Research on new literacies has brought up diverse experimental practices in education. Based on futures-literacy, Doctor Rocco Scolozzi, University of Trento (Italy), has shown how the ecosystemic approach determines the mutual influence and connection of new literacies, precisely, how one type of literacy connects literacies in educational projects. At the conceptual level and on examples of several cases, it has been presented how the ecosystemic approach to futures-literacy is studied, based on the methodology of systemic thinking and the methodology of foresight, at the University of Trento.

The connection between the concept of Smart City Ecosystem and the emergence of new literacies, the role of futures-literacy as a configurator in the field of new literacies, have been reviewed in the report and workshop by Tatiana Yakubovskaya, TREDU Regional Vocational College (Finland), Tomsk State University). The experience of the ecosystemic approach in vocational education, related to the special aspects of a Smart City region (Tampere, Finland), was presented by the Director of the Department of Education Export at the TREDU Regional Vocational College. Helena Koskinen:

The college is one of the subjects in the regional ecosystem of Smart City, a complete participant in the Smart Tampere strategic program.

During her workshop, Anna Elashkina, Head of the School of Entrepreneurship at the TechnoSpark Company Group, has considered the concept of the ecosystem through the ideas of the density of business environment, diagnostic business games, and the company’s other developments.

Moscow City University delivers the ecosystemic approach to the development of the lifelong learning system. The experience of developing the partner network and using the urban environment to change the content and personalize education has been presented by Marina Shalashova, Director of the MCU’s Institute of Lifelong Learning, and Andrey Terov in his report focused on the Silver University project.

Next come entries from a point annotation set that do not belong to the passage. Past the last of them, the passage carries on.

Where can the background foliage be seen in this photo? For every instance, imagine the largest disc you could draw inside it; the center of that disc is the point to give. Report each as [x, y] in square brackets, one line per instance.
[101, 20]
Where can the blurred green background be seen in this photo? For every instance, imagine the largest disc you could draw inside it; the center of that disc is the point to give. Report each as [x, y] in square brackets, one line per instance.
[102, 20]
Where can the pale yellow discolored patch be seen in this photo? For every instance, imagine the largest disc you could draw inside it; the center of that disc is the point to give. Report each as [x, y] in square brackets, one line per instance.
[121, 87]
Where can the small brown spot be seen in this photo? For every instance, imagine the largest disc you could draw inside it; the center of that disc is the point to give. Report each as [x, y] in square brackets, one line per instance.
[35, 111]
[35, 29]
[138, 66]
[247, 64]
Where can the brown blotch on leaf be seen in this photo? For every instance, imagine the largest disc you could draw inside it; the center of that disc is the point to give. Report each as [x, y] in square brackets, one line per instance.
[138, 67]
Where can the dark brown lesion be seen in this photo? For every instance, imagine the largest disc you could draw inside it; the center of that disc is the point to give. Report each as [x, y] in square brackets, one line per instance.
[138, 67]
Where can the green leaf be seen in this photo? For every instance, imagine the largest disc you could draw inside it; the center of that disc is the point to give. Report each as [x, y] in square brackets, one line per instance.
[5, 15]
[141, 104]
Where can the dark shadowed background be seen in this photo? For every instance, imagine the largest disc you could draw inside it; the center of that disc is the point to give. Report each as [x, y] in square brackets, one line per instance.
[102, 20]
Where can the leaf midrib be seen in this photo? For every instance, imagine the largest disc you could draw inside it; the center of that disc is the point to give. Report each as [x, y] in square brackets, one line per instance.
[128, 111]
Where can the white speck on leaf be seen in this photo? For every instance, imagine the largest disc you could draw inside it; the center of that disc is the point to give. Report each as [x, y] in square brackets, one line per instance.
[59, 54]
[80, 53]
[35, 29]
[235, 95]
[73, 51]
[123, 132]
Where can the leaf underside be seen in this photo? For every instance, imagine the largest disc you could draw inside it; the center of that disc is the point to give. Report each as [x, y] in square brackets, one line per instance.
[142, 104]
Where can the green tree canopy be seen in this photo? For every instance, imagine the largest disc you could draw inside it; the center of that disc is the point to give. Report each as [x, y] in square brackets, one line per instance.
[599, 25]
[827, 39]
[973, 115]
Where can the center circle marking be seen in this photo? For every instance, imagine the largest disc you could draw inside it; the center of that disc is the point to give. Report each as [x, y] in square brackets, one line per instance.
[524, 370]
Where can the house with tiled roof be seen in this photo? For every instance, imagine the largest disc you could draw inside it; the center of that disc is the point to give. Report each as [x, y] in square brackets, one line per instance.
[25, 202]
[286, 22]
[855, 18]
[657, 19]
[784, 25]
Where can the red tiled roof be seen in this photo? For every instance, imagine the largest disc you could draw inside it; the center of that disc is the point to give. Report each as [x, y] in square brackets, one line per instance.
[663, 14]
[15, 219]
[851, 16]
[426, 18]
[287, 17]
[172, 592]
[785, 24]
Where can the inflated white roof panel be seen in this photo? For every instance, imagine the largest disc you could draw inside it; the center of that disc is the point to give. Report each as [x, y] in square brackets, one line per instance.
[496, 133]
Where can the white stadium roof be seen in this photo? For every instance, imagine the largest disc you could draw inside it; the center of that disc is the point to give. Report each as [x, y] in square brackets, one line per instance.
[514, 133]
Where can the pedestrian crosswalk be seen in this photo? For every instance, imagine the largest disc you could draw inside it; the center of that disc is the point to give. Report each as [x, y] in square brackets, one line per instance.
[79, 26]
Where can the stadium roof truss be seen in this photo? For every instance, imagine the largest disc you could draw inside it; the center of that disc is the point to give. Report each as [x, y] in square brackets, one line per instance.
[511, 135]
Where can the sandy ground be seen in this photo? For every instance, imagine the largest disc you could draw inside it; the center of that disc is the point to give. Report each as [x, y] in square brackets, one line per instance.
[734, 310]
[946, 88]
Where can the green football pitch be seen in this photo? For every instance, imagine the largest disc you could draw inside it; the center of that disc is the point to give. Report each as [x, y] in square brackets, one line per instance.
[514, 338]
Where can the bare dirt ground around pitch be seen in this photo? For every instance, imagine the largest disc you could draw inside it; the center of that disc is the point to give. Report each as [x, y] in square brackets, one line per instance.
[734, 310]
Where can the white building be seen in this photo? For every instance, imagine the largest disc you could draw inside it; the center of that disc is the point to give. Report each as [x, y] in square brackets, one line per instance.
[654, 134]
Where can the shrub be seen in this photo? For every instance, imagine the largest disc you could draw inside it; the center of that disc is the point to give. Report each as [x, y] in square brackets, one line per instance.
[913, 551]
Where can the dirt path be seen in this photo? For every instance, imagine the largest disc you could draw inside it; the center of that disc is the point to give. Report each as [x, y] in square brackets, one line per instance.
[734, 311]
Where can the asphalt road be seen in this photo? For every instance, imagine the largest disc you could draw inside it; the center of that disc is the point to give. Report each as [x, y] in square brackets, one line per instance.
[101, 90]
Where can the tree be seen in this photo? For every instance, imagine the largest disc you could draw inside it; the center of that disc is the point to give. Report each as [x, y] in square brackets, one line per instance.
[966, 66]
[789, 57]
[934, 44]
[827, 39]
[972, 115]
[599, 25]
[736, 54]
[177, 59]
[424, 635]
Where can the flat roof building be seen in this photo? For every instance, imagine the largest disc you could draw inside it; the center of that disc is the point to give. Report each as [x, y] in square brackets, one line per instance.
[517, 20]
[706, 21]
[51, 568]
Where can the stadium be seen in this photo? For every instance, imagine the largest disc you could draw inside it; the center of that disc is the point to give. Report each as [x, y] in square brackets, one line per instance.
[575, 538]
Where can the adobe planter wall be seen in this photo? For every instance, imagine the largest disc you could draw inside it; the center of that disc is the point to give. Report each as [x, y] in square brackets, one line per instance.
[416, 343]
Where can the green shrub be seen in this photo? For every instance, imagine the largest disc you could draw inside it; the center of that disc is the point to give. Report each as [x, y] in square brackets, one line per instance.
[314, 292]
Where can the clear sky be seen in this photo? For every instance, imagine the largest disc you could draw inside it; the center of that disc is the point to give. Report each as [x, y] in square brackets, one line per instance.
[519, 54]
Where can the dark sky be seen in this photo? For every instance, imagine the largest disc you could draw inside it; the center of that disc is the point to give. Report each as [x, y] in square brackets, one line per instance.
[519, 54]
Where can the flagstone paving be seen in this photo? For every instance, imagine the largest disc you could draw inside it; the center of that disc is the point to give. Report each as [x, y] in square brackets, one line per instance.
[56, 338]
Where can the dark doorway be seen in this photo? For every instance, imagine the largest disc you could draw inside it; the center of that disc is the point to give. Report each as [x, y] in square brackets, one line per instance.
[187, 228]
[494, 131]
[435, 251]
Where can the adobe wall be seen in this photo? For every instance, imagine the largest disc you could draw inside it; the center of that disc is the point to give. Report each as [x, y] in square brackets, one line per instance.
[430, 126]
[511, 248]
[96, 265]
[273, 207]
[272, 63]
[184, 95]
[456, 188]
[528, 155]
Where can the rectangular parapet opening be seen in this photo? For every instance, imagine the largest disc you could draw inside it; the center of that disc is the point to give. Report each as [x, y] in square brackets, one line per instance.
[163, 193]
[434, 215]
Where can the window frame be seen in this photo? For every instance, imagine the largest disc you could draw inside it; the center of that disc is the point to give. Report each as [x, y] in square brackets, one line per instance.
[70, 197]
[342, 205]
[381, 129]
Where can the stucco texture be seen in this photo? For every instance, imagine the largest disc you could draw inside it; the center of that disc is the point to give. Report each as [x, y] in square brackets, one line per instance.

In his report, Gennady Blinov has suggested the capacities of the ecosystemic approach for the development of new ideas and effective transformation of lifelong learning, that form a bridge in the program lines of further research in the field of new literacies.

Within the sessions, workshops, discussions, and final session, it has been suggested to continue the profound consideration of the issue of the ecosystem in education, the development of versions of new literacies didactics, key changes in the institutional system of lifelong learning, and deep transformation of the target and value orientations of lifelong learning. The Fourth Conference has become a laboratory of new meanings and program directions, which will be discussed in subsequent conferences.

The Conference proceedings will be published as a collection of articles and report abstracts.